Villarruel remarcó además que el ataque ocurrió en la vía pública y frente a numerosas personas, cuya intervención permitió asistir a la víctima.

La representante del Ministerio Público Fiscal también destacó las consecuencias físicas y psicológicas que sufrió el adolescente, quien tenía 17 años al momento del hecho.

«Pesa en nuestro pedido el daño ocasionado, esto lo vimos reflejado tanto en las palabras y las vivencias de la madre del adolescente, como también en lo que tiene que ver con el tiempo de recuperación, el tiempo de convalecencia en el hospital, y se suman las palabras del médico forense», explicó.

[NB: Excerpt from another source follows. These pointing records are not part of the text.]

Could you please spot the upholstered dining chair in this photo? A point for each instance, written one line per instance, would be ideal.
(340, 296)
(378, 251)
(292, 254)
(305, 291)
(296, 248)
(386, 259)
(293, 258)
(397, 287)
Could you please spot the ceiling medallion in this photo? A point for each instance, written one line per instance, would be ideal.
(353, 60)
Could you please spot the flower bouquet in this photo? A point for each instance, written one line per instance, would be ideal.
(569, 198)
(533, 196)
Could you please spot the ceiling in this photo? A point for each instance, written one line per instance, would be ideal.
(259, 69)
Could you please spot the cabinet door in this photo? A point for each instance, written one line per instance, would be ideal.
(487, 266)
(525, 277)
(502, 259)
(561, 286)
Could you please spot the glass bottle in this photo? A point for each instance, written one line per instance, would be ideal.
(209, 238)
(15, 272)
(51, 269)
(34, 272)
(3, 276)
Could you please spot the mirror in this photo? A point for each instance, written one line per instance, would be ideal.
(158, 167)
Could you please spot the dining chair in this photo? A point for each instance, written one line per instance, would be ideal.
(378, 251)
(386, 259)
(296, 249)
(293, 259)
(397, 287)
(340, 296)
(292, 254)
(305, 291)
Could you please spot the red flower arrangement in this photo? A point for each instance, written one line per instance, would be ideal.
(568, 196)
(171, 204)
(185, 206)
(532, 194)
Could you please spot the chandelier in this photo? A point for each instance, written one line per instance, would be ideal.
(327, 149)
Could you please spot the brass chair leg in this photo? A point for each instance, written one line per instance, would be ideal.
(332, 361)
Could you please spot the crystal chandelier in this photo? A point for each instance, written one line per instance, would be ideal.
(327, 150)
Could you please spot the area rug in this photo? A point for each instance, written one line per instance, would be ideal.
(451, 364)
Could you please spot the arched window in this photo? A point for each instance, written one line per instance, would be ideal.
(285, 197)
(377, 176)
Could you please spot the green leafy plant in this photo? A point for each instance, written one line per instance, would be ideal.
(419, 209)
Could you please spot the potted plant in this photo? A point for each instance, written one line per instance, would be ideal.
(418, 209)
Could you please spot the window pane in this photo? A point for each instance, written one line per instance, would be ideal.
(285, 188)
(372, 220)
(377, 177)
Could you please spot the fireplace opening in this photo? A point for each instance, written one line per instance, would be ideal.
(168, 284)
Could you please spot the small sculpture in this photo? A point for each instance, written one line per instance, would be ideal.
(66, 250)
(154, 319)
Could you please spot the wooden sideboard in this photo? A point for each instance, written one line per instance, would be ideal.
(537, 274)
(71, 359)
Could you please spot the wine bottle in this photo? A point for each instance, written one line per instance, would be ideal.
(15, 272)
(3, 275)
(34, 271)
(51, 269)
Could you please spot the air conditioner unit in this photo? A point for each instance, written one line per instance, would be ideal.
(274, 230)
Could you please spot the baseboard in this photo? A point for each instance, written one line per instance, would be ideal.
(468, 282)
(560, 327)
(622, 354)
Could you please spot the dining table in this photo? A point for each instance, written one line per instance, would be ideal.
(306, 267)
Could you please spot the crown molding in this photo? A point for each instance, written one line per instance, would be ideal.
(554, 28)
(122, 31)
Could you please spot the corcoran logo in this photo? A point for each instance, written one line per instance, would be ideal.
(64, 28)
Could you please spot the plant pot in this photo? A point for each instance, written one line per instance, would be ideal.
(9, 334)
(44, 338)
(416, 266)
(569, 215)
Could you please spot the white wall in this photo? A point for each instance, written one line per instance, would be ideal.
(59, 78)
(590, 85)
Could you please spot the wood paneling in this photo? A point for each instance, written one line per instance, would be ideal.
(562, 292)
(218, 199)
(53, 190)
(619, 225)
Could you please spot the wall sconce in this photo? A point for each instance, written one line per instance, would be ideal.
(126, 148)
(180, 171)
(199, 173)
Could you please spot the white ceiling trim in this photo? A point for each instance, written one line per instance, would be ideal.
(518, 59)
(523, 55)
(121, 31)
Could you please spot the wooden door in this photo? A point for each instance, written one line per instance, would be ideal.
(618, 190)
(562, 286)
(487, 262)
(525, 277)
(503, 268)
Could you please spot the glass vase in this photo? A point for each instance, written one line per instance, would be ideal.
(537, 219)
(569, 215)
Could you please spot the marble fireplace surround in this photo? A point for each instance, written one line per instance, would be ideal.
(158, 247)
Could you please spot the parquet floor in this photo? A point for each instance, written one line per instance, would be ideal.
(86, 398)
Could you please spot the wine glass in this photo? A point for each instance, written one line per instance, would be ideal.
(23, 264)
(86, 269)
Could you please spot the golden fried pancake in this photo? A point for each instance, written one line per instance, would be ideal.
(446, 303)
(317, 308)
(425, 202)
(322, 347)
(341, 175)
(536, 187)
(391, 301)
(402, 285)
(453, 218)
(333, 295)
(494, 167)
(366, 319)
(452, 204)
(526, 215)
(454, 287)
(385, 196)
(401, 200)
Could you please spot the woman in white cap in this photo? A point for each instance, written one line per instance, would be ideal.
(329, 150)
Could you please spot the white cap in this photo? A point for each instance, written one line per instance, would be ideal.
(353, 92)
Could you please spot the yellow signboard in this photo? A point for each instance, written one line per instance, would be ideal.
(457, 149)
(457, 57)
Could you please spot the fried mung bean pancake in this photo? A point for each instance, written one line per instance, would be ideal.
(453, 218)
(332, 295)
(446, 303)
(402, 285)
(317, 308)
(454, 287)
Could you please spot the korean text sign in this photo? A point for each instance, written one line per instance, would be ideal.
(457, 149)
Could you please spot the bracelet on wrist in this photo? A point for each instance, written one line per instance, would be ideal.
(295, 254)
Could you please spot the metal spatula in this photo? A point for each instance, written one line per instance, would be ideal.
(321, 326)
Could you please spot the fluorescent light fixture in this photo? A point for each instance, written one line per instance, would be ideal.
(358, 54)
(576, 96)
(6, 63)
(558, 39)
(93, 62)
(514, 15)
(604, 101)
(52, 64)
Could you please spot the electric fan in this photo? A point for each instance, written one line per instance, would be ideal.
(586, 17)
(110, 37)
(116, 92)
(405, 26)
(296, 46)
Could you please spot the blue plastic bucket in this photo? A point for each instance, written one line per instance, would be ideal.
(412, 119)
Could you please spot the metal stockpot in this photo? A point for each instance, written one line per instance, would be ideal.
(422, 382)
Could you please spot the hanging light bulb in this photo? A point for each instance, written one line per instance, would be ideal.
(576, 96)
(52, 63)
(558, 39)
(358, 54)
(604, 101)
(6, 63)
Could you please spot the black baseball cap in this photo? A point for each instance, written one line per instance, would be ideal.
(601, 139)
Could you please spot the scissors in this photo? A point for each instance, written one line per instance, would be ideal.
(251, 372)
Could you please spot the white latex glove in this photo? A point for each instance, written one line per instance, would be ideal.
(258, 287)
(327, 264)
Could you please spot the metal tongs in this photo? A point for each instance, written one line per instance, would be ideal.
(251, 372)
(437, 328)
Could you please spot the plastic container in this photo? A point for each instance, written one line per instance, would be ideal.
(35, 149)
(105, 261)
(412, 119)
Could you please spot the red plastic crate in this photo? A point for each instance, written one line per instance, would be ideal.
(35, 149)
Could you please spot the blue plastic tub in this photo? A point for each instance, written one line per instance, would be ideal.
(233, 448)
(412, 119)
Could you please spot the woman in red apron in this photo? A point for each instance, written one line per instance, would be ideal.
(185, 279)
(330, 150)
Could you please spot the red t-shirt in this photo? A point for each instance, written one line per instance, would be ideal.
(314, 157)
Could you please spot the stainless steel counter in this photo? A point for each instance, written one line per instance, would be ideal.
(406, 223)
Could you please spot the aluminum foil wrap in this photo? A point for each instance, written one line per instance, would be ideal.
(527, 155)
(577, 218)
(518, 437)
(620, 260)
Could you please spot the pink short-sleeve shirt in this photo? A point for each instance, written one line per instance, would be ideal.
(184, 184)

Según se expuso durante la audiencia, el joven permaneció durante 10 meses sin la placa necesaria para evitar lesiones en su cráneo.

La Fiscalía también hizo referencia al impacto que el ataque tuvo en su vida cotidiana. «Con sólo 17 años y a raíz de lo acontecido, la víctima fue desarraigada de su vida de estudiante secundario, perdió todo tipo de vínculo con sus compañeros, además se suma que durante mucho tiempo estuvo con medicación y a esto le siguió la rehabilitación», sostuvo Villarruel.

Para el Ministerio Público Fiscal, también debe tenerse en cuenta el daño psicológico sufrido por el adolescente.

«Se le cortó la vida a sus 17 años por una decisión que tomaron en conjunto los imputados», concluyó la fiscal.

Tras los alegatos, la querella solicitó una pena de 7 años de prisión efectiva, mientras que el defensor particular pidió 5 años y 4 meses.